Alice Stebbins Wells (1873-1957) was the first official female police officer in America. According to Los Angeles Police Department (LAPD) Assistant Chief Sandy Jo MacArthur in a 2010 interview for Police Magazine, "When Alice came on she had full police powers but not a gun. Talk about blazing a trail, but not being given the tools. Nor did she have partners. She was out there on her own blazing through uncharted territory."
As part of standard issue Wells was given a telephone call box key, a book of rules, a first-aid book, and a policeman's badge but it was a general badge with the next sequential number. A perk of being on the police force was being able to ride public transportation for free. When a trolley conductor accused her of using her husband’s badge and not being an actual police officer herself, Los Angeles created the very first police woman badge. Alice Stebbins Wells has Policewoman’s Badge Number One.

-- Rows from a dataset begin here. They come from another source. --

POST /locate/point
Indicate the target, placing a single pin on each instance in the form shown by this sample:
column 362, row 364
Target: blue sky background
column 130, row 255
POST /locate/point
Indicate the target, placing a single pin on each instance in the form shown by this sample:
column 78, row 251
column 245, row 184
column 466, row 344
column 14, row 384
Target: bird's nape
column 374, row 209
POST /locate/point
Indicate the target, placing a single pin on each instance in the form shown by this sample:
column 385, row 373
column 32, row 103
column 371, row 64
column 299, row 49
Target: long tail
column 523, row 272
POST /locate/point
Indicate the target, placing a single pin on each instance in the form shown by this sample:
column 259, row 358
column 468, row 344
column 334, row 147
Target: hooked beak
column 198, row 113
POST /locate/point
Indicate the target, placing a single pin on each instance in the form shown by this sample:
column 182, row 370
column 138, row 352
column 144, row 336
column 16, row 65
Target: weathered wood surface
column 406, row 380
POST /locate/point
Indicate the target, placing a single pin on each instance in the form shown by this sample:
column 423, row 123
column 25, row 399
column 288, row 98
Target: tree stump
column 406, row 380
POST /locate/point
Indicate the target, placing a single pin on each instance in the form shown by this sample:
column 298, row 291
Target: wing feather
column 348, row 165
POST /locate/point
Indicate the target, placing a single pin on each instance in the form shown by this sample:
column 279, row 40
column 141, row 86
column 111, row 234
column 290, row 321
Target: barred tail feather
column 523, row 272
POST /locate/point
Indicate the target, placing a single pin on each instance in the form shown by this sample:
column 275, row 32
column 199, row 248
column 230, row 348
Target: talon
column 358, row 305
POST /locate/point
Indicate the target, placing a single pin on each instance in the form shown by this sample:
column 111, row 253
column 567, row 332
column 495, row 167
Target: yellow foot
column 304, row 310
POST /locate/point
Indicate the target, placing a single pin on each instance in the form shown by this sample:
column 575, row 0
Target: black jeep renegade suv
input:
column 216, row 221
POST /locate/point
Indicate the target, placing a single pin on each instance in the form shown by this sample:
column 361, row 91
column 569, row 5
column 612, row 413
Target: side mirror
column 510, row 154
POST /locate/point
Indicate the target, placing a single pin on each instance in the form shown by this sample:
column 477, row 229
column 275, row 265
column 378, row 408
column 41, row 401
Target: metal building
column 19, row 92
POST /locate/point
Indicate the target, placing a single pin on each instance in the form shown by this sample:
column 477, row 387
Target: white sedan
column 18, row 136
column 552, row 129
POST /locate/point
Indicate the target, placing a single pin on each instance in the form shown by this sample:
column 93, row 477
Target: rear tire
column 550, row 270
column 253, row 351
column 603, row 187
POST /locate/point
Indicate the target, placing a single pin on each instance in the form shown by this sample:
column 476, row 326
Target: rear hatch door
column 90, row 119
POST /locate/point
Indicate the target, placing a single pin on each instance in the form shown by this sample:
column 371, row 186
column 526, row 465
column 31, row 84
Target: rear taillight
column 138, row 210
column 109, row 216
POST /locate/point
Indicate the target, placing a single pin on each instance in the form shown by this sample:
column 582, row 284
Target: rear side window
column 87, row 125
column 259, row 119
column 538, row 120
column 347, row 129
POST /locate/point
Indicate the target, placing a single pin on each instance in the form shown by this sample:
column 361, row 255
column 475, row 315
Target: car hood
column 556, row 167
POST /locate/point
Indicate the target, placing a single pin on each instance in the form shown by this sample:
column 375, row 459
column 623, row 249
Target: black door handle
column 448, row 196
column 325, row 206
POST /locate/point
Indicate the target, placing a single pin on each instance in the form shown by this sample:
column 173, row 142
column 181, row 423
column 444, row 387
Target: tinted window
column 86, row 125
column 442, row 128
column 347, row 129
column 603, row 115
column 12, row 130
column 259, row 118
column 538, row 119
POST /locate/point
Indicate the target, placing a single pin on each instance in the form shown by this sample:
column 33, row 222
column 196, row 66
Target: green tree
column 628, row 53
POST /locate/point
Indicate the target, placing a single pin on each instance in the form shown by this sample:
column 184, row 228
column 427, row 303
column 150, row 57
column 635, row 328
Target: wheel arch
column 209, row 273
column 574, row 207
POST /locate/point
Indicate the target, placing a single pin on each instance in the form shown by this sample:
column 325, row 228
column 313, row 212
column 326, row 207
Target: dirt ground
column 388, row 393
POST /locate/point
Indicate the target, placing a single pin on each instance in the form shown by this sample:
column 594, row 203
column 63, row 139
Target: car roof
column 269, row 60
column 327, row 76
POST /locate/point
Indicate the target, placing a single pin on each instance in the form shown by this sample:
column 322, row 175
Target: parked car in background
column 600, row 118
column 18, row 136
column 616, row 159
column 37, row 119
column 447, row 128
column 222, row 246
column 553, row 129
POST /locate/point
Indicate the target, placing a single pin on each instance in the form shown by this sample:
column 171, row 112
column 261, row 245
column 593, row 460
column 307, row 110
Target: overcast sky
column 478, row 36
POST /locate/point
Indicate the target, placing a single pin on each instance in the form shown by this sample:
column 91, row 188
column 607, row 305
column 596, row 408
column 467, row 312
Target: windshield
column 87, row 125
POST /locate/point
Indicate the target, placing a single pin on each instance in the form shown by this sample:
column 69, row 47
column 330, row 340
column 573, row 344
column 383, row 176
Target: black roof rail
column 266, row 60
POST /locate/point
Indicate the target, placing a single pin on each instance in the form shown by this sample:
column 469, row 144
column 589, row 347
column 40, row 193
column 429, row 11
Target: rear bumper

The LAPD had not planned on giving her a uniform and her first official photographs are in street clothes. Knowing that a uniform would help her to be taken seriously, she designed and sewed the very first policewoman’s uniform consisting of a tailored jacket over a long skirt. (A replica is on display at the LAPD museum.) People weren’t sure what to call her at first. Titles like “first woman policeman”, “officeress”, or “officerette” were used until it finally became “policewoman”. (Currently the gender neutral “police officer” is used for everyone.) She was paid less than her male peers. The “Los Angeles Herald” newspaper reported, “Her salary is not as large as a policeman for she will receive but $75 a month, while a policeman receives $102. But she will have to conform to the regulations of the department just like any other member of the force.”
Her duties were quite general to start but she soon saw the need to adapt some police services to better serve women in the community so that they would feel more comfortable approaching the police. Wells helped found a bureau for women who needed help, a missing person’s bureau for women and children, and with the help of female parole officer Minnie Barton, created a safe home for women who had just recently been released from jail and later an alternative half-way house to reform young offenders instead of sending them to prison. The “Minnie Barton” home eventually became part of the Children’s Institute for Los Angeles.